PCTs face below-inflation rise

15 Dec 10
Primary care trusts in England are to be given a 2.2% rise next year, in a settlement that has been described as 'enormously challenging'
By David Williams

15 December 2010

Primary care trusts in England are to be given a 2.2% rise next year – lower than the Department of Health’s inflation estimate – in a settlement that has been described as ‘enormously challenging’.

The DoH released its PCT allocations for 2011/12 this morning. The figures show that the total spent by trusts is to increase by £2.57bn to £89.09bn – but this includes £650m allocated to support joint working between PCTs and councils on social care.

When that sum is removed, along with other one-off grants, the data reveals that PCTs in 2011/12 will get a 2.2% funding rise on average. The figure is lower than the department’s 2.5% inflation estimate for next year, published today in the NHS operating framework.

The operating framework also sets out a requirement that PCTs invest 2% of their budgets ‘in order to create financial flexibility and headroom for change’.

David Stout, director of the NHS Confederation’s PCT Network, told Public Finance: ‘My guess is this is slightly lower than inflation. There will be a lot of demands – pay and price inflation will eradicate most of it.’

He added: ‘It’s good to see that growth in NHS allocations is coming down to PCT level,’ but warned that the settlement is ‘basically flat in real terms’.

‘It will probably turn out to be marginally below a real-terms increase.’

Meanwhile, the requirement for the NHS to find efficiency savings worth £15bn–£20bn in four years still stands. Stout said: ‘The health service needs to be 4% more efficient year on year for the next four years – that’s enormously challenging.

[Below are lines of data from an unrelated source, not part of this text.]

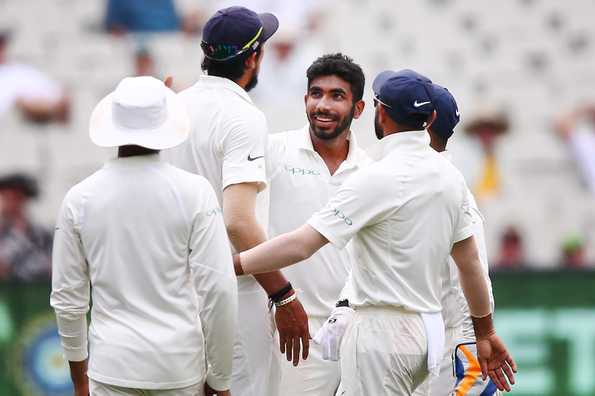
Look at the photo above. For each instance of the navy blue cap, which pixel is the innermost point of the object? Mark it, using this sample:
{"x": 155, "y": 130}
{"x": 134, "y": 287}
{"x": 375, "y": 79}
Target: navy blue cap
{"x": 404, "y": 94}
{"x": 447, "y": 109}
{"x": 236, "y": 30}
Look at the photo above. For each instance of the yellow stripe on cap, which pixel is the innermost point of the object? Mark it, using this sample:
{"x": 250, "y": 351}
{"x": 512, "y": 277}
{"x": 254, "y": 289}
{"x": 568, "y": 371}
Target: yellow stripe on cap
{"x": 253, "y": 39}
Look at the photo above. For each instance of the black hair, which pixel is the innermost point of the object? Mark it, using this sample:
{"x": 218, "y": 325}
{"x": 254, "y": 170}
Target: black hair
{"x": 232, "y": 69}
{"x": 341, "y": 66}
{"x": 415, "y": 122}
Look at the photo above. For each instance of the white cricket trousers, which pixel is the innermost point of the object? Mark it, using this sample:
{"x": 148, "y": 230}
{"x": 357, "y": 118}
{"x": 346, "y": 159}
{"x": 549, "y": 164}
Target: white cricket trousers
{"x": 443, "y": 384}
{"x": 384, "y": 352}
{"x": 101, "y": 389}
{"x": 256, "y": 370}
{"x": 313, "y": 376}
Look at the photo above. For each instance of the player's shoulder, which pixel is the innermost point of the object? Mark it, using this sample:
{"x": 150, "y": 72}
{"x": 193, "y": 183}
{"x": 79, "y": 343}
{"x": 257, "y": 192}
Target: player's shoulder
{"x": 188, "y": 180}
{"x": 84, "y": 188}
{"x": 287, "y": 136}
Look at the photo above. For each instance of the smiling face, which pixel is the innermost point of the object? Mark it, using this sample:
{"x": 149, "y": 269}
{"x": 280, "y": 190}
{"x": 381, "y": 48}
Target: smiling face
{"x": 330, "y": 107}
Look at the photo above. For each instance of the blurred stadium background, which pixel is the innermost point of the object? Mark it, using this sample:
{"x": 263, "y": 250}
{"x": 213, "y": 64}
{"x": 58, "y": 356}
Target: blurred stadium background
{"x": 523, "y": 72}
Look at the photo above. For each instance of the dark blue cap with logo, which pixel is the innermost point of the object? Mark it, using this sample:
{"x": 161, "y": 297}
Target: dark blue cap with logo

‘If you’ve got flat real cash the only way to do that is generate that efficiency out of the system.’

A report from the Commons health select committee warned yesterday that savings of that order were ‘unprecedented’.

The data was published as Health Secretary Andrew Lansley announced that he would press ahead with his plans to abolish PCTs and replace them with GP-led commissioning consortiums. Responding to consultation on July’s health white paper, he said that when GPs take control of NHS commissioning in April 2013, the consortiums would not inherit PCTs’ ‘legacy debt’.

However, it appears that consortiums will be liable for new debts incurred by PCTs over the next two financial years.

PCTs will be arranged into regional clusters in 2011/12 and 2012/13, and expected to tightly manage their finances to ensure ‘all existing legacy issues are dealt with’.

If they do not, it is not clear who will take responsibility for any outstanding debt.